Henry will return to the stage next summer: Stratford recently announced she will be appearing in John Murrell's new play Taking Shakespeare in 2013. There, she plays a Shakespeare professor teaching a student Othello, a role Murrell has written for her and which echoes her work as director of Stratford's Birmingham Conservatory.

Have you ever played Hedda yourself?

Yes. I played it in Winnipeg at the Manitoba Theatre Centre right after my daughter had been born. Not a good play to do when you are breastfeeding. That was the end of that, I'm afraid. [Hedda] is so adamant about not wanting to have a child.

What did you learn about the character that you could pass on?

It was a long time ago: My daughter is about to be 40. I remember the cast, I remember lots of hijinks. I remember my mother coming to take care of the baby in the rehearsal hall. I remember the baby looking at my hat and starting to cry. Those are my most vivid memories, not so much the character.

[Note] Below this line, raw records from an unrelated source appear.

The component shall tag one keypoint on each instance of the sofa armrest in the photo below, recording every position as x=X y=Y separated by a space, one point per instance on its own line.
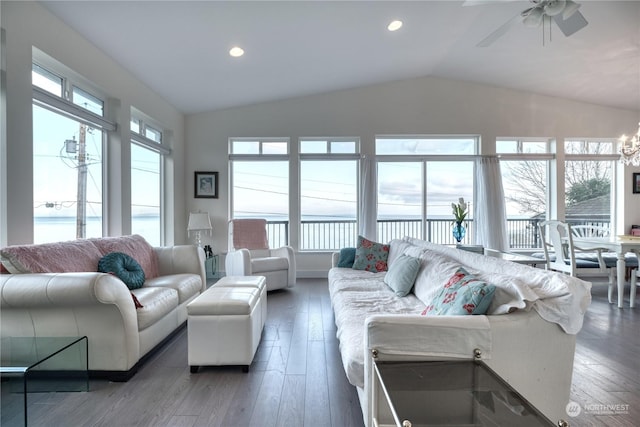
x=182 y=259
x=335 y=258
x=97 y=305
x=287 y=252
x=64 y=290
x=238 y=263
x=533 y=355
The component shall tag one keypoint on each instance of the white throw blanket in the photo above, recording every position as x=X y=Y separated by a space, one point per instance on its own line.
x=556 y=297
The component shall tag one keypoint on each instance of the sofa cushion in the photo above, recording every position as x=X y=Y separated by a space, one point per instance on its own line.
x=347 y=257
x=371 y=256
x=402 y=274
x=62 y=257
x=135 y=246
x=261 y=265
x=156 y=303
x=123 y=266
x=187 y=285
x=463 y=293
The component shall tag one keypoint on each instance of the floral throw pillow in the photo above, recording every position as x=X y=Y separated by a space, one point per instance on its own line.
x=370 y=256
x=462 y=294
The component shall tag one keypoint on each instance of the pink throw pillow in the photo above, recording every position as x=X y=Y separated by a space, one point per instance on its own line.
x=61 y=257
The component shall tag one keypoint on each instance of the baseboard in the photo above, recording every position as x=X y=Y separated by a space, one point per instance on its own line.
x=312 y=274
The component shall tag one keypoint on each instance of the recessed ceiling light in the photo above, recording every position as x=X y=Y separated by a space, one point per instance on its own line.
x=394 y=25
x=236 y=51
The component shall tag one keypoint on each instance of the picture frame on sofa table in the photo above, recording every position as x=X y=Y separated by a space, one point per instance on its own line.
x=205 y=185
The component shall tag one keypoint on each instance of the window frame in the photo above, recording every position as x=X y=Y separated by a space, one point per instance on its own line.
x=328 y=156
x=64 y=106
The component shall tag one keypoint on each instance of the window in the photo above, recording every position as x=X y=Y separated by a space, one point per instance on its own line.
x=147 y=154
x=259 y=177
x=525 y=179
x=328 y=193
x=68 y=140
x=418 y=178
x=589 y=167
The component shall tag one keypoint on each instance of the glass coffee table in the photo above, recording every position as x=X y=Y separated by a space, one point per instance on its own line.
x=448 y=393
x=40 y=364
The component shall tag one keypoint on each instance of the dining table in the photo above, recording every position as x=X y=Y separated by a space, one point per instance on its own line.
x=621 y=245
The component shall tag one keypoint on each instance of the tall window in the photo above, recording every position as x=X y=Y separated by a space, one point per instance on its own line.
x=68 y=138
x=418 y=179
x=147 y=151
x=328 y=193
x=524 y=165
x=589 y=167
x=259 y=176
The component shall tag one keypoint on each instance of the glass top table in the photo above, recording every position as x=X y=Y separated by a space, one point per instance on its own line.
x=448 y=393
x=39 y=364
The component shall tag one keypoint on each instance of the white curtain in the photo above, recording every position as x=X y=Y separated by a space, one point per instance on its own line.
x=367 y=214
x=490 y=215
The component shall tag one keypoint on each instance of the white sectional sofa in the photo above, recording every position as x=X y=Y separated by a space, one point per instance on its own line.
x=55 y=290
x=527 y=335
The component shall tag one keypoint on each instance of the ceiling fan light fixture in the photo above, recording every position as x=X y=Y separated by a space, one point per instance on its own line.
x=394 y=25
x=533 y=19
x=554 y=7
x=570 y=8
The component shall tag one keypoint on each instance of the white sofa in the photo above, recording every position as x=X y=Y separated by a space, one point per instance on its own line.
x=527 y=336
x=77 y=300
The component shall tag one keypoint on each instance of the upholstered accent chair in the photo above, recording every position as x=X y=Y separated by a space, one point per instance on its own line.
x=249 y=254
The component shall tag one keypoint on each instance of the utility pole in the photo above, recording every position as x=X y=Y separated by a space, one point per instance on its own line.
x=81 y=215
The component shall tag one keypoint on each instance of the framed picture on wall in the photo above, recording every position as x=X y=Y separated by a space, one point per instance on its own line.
x=205 y=185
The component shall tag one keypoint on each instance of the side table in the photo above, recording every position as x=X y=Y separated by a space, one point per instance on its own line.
x=448 y=393
x=38 y=364
x=211 y=265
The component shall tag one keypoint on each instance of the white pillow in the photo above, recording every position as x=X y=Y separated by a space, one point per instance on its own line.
x=434 y=272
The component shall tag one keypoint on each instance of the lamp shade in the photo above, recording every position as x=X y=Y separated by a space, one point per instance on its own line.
x=199 y=221
x=533 y=18
x=554 y=7
x=570 y=8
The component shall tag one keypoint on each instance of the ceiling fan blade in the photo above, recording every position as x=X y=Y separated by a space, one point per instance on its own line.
x=487 y=41
x=572 y=24
x=483 y=2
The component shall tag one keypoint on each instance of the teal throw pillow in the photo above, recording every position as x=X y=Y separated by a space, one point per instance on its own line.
x=124 y=267
x=370 y=256
x=462 y=294
x=402 y=274
x=347 y=256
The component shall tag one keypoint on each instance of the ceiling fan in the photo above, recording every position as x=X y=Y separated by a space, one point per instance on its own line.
x=563 y=12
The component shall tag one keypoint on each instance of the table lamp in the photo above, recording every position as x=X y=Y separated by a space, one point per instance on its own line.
x=199 y=222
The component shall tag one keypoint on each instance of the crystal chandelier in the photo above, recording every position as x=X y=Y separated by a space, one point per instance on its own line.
x=630 y=149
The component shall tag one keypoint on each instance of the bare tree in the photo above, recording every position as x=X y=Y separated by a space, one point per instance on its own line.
x=584 y=179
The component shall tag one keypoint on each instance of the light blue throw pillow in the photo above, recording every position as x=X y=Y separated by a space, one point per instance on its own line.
x=347 y=257
x=402 y=274
x=462 y=294
x=371 y=256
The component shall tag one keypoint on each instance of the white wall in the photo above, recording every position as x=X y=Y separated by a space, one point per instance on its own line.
x=418 y=106
x=28 y=24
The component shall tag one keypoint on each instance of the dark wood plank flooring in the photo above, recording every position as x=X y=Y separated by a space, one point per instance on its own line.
x=297 y=377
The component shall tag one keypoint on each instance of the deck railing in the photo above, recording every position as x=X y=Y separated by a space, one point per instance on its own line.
x=324 y=235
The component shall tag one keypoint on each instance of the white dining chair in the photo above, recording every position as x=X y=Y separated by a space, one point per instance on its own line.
x=560 y=254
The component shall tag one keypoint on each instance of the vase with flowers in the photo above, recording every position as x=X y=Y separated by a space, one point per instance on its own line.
x=459 y=213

I was pleased I didn't have a fixed idea about Hedda when I came to this one.

So what advice did you give Moya O'Connell?

You kind of look at Moya and think this is an ideal Hedda. Really, all I tried to do was leave her the room to develop her own woman. I have never known an actor to work harder. She has to play the piano, for instance, in the play and she doesn't play the piano. She sat beside [music director] Paul Sportelli, and got a DVD of where the fingers went on the keys and studied it and studied it and simply came in one day and played it. It was astonishing. She just does these things. She attacks them. She has a will that is comparable to Hedda's – although thankfully pointed in a more humane direction.

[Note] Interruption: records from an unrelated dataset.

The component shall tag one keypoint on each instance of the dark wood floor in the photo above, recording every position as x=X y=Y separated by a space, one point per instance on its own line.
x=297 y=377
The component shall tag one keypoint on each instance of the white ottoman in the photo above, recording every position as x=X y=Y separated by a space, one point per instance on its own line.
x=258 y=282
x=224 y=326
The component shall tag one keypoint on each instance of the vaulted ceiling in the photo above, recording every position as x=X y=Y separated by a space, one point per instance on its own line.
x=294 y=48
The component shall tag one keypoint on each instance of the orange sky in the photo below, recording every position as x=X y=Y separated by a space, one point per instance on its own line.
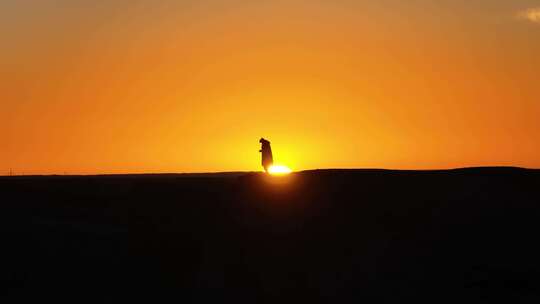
x=190 y=86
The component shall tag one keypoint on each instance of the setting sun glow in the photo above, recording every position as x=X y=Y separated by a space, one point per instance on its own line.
x=279 y=170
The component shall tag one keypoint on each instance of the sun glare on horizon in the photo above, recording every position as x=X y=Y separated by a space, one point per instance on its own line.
x=279 y=170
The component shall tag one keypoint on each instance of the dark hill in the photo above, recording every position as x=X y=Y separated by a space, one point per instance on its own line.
x=465 y=235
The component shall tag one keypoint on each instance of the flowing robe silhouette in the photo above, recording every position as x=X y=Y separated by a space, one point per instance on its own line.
x=266 y=154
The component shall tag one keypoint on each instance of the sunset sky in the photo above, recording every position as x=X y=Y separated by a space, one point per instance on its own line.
x=131 y=86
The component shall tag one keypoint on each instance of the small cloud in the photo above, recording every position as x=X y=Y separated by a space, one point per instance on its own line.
x=531 y=14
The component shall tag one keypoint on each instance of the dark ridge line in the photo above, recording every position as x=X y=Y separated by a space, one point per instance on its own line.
x=481 y=169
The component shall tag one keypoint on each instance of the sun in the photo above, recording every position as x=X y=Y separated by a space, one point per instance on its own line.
x=279 y=170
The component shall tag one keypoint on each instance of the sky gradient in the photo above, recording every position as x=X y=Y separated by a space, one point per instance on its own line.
x=190 y=86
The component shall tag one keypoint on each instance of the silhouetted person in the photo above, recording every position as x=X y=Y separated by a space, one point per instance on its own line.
x=266 y=156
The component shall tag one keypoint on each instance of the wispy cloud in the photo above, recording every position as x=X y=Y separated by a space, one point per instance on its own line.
x=531 y=14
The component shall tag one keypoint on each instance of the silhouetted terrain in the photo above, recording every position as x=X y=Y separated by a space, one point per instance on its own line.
x=467 y=235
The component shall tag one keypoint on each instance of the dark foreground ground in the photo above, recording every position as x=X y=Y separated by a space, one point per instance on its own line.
x=468 y=235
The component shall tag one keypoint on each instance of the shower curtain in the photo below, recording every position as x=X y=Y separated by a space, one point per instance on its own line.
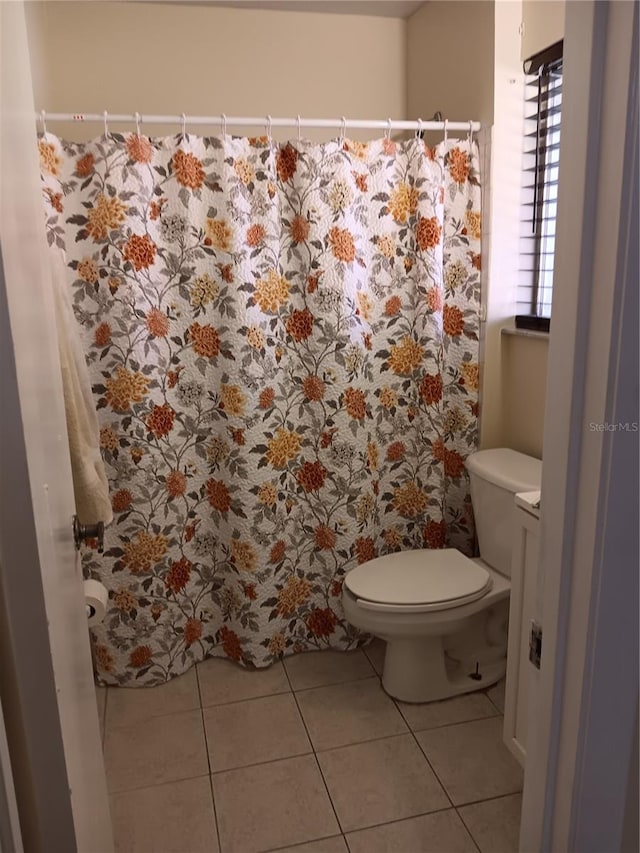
x=283 y=346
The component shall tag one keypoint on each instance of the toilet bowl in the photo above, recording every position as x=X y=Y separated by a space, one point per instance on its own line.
x=444 y=616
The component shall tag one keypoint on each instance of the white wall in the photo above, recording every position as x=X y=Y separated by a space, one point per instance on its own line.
x=200 y=60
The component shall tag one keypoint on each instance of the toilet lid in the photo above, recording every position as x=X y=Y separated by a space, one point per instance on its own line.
x=433 y=579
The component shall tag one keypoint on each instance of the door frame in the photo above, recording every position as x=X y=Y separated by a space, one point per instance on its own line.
x=583 y=719
x=46 y=671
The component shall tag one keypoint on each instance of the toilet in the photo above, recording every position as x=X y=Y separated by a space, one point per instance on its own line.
x=444 y=616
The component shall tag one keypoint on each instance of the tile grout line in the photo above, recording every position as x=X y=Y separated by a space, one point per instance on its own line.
x=426 y=758
x=315 y=840
x=471 y=835
x=210 y=773
x=315 y=755
x=474 y=803
x=156 y=785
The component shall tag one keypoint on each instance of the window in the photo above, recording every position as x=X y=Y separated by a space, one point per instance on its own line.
x=543 y=103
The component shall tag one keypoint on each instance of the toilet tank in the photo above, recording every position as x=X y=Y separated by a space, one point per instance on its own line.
x=495 y=477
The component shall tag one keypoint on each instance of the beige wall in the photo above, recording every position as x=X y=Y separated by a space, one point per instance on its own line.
x=543 y=25
x=450 y=60
x=200 y=60
x=524 y=382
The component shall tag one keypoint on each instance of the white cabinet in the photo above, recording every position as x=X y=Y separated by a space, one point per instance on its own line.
x=521 y=673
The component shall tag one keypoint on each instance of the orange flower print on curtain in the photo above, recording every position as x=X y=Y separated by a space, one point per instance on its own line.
x=283 y=346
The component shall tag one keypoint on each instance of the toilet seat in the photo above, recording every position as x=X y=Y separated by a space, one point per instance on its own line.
x=418 y=581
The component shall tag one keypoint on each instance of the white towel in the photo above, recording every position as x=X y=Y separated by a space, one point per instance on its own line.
x=90 y=483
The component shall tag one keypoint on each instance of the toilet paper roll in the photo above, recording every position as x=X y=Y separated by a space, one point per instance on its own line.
x=96 y=598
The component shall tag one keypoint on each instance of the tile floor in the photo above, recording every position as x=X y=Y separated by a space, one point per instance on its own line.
x=309 y=756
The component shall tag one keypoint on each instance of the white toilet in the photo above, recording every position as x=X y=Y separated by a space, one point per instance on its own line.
x=444 y=616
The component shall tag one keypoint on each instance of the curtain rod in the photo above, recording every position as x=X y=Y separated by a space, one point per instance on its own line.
x=267 y=121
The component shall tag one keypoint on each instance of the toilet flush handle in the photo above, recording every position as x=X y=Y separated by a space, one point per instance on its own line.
x=83 y=532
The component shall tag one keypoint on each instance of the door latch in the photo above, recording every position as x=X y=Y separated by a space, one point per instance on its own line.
x=84 y=532
x=535 y=644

No woman today, at least in the West, lives with the kind of constraints Hedda does. How is the play still relevant?

Ibsen himself was a feminist; he said, 'Hedda is me.'

We all have feminist tendencies, but that label in 2012 is so different depending on your age, your political experience, how hard you have had to fight to make the place you wish to create for yourself. Ranging from my age to the young women who are coming into the conservatory, the perceptions of what an oppressed female is are quite different. Hedda's situation [is] probably not literally relevant, but we all have tendencies. We can all recognize the pain and longing of wanting to own our own bodies, and direct our lives, and see something happen.

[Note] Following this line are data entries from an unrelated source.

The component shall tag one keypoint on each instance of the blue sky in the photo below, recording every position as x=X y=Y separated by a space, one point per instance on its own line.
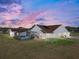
x=52 y=11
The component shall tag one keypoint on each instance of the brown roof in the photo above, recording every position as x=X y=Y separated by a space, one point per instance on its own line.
x=19 y=29
x=48 y=29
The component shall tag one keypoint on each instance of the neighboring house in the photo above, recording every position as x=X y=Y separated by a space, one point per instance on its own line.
x=20 y=33
x=51 y=31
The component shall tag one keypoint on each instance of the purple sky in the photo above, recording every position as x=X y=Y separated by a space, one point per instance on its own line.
x=29 y=12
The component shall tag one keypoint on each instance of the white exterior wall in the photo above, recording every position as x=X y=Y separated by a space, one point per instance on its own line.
x=11 y=33
x=37 y=30
x=58 y=33
x=61 y=32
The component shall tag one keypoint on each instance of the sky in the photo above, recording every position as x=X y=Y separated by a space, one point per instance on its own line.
x=25 y=13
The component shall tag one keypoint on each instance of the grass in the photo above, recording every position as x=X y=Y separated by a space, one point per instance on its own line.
x=32 y=49
x=58 y=42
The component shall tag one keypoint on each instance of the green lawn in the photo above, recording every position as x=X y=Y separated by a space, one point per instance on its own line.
x=75 y=33
x=32 y=49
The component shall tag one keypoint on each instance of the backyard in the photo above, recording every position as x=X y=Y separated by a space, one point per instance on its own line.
x=11 y=48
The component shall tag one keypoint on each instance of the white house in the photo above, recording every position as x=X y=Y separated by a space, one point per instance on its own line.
x=50 y=31
x=20 y=33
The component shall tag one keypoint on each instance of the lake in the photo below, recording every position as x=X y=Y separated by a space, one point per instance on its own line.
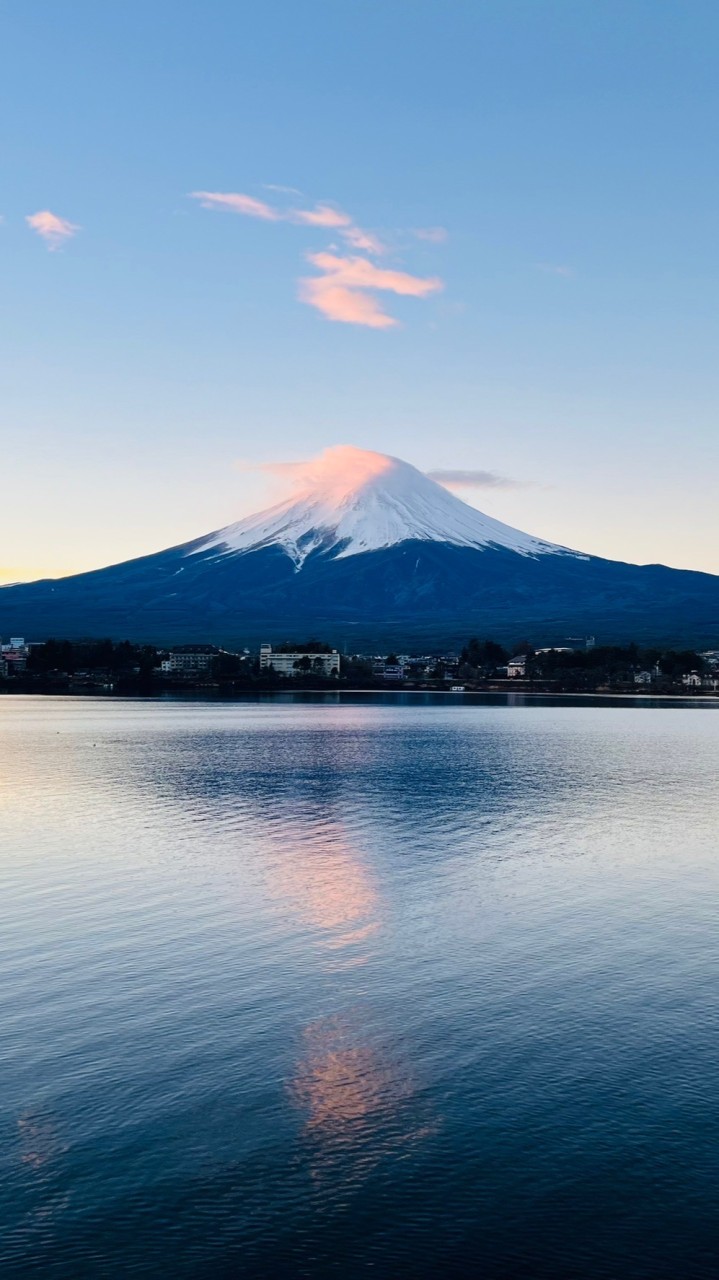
x=375 y=986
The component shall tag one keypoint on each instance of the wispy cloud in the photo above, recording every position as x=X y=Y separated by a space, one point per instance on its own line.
x=234 y=202
x=51 y=228
x=365 y=241
x=453 y=479
x=344 y=289
x=323 y=215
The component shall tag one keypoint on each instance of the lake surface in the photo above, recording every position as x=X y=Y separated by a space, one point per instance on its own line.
x=358 y=987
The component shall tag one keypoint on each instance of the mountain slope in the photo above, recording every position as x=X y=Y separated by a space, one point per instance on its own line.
x=370 y=552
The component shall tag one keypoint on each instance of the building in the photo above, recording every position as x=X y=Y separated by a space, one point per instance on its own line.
x=393 y=671
x=189 y=659
x=517 y=667
x=298 y=663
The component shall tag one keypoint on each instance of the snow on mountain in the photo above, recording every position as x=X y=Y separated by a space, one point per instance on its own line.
x=352 y=501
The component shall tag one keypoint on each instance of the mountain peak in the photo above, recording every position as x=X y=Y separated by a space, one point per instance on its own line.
x=349 y=501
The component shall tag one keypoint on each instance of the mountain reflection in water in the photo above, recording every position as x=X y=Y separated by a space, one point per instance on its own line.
x=390 y=988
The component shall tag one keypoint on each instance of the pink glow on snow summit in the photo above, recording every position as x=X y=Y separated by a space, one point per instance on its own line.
x=351 y=501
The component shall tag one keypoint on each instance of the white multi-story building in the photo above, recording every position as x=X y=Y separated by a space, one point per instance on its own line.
x=300 y=663
x=188 y=659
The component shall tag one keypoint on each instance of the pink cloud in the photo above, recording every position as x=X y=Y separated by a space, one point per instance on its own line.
x=234 y=202
x=323 y=215
x=54 y=231
x=340 y=291
x=361 y=240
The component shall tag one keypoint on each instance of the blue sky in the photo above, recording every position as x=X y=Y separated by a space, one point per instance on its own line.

Tell me about Taking Shakespeare, which John Murrell has written for you. How much input do you have into a part that is being written for you?

Absolutely none at all. I have known John for years. The last time I saw him, which was last year here at the Shaw Festival, we had dinner and he said he was writing this play for me. "How lovely," I said. "Do send it to me as soon as it's finished." The next thing I knew I opened the Globe and Mail. There's a picture of John Murrell with a play called Taking Shakespeare.

But you have read it now? What character do you play?

Yes, I've read it now. She's an English professor with a great passion for Shakespeare and she takes this young man through Othello. Simply to show him what life is all about, really.

She's an admirable character then.

Yes. As you get older … this is an old song which I don't necessarily want to sing here, but at my age there are fewer and fewer parts available and John has written something that doesn't have to be played by a woman in her 70s but it can be. She's about to retire; this is her teaching swan song.

It's exciting to do a play about teaching Shakespeare. Without being too precious about it, I'm running the conservatory and trying to figure ways to teach Shakespeare to younger actors. It's exciting to delve into how you teach that kind of material to a young mind.

Would you rather be acting or directing?

My preference actually is to do both. I always find when I am doing one I think "Oh my god, if I was only doing the other it would be so much easier." And then I do the other, and I think "Oh my lord, if I were only acting it would be so much simpler." Each has made me better at the other thing.